Glass tubing suppliers

TheGreySpectre

Limp Gawd
Joined
May 1, 2005
Messages
439
When doing borosilicate glass tubing for a hard line system, is there any particular reason to buy it from PC specific water cooling manufacturers like alphacool or mayhem? It seems like all the tubing offered by the standard water cooling manufacturers is about 3x as expensive or more as buying from a dedicated glass supplier.
 
Last edited:
You are correct it’s more expensive. Other than ensuring it will work with the other components no, there is no real reason
 
I wouldn't think so. Glass is glass; if it were copper, brass or steel I'd be concerned, because metallurgy is important, but if you can find the correct OD for your chosen fittings, I'd say buy up.

Lemme know if you happen to see any 14mm OD tubing in your travels. Been considering glass myself, but don't want to rebuy all my fittings to make the change. XD
 
I wouldn't think so. Glass is glass; if it were copper, brass or steel I'd be concerned, because metallurgy is important, but if you can find the correct OD for your chosen fittings, I'd say buy up.

Lemme know if you happen to see any 14mm OD tubing in your travels. Been considering glass myself, but don't want to rebuy all my fittings to make the change. XD

Here you go and here is a second source for 14mm. It's like $4 for 60 inches and you get to choose your ID

It's interesting to me that when switching from a PC specific vendor to a general glass vendor, glass tubing goes from being one of the more expensive forms of tubing to one of the cheapest.

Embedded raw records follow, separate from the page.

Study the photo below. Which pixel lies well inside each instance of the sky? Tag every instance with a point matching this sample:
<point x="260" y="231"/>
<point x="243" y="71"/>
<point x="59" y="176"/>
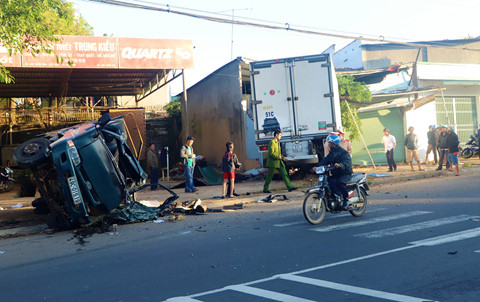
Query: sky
<point x="403" y="21"/>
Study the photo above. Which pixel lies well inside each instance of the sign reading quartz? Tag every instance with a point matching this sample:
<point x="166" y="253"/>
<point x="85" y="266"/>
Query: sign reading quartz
<point x="155" y="53"/>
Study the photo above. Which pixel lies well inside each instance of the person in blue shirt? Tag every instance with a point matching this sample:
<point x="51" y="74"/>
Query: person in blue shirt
<point x="187" y="157"/>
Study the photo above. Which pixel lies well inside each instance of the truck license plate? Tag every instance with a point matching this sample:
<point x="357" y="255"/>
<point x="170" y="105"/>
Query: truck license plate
<point x="72" y="184"/>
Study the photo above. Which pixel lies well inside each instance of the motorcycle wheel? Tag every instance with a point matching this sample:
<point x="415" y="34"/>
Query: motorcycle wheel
<point x="357" y="212"/>
<point x="467" y="153"/>
<point x="8" y="186"/>
<point x="314" y="208"/>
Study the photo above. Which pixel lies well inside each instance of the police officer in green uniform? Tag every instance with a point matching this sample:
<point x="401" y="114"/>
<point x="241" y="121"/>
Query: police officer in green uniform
<point x="275" y="161"/>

Also it should be noted if you want you can get colored boro glass from glass manufacturers. It's a hair more expensive, but still significantly cheaper then PC branded tubing.
 
Last edited:
How do you go about cutting glass and making sure it's not sharp so it doesn't hurt the o-rings?

That green tubing looks smart.
 
How do you go about cutting glass and making sure it's not sharp so it doesn't hurt the o-rings?

That green tubing looks smart.
JayzTwoCents has a YouTube video on which he explains it; he did a glass tubing build a couple years back. It involves a special (but cheap) scoring tool and some sandpaper.
 
How do you go about cutting glass and making sure it's not sharp so it doesn't hurt the o-rings?

That green tubing looks smart.


There are two ways to cut it. The first is to use a glass tube cutter. This scores the glass and then you break it at the scoring point. The second way is is to use a diamond cutting disk on a dremel, when doing this also want to use a respirator as glass dust is exceptionally bad for you. Downside of the first method is that you can't do it close to the end of a tube. Downside of the second method is that inhaling glass dust can kill you (hence the respirator)

You clean up the edges by doing something called flame polishing. Essentially you sand the end then stick it in a blow torch or bunsen burner and rotate it around a bit. Here is a video on it
 
Last edited:
Hard to decide between easy looking ZMT, fun looking PETG bending and ultimate looking glass.

I'm pretty handy and don't want to sell myself short, but I don't want to overreach for my first loop either.
 
Schott is probably the biggest source for this stuff, well, they invented it and they manufacture in most sizes up to 425mm diam and 1500mm lengths.
Might as well go direct to a supplier than a greedy middle man merchant.
 
It does seem to make more sense to go direct to a glass vendor. The PC place is probably getting it from the same source and just throwing on their mark-up.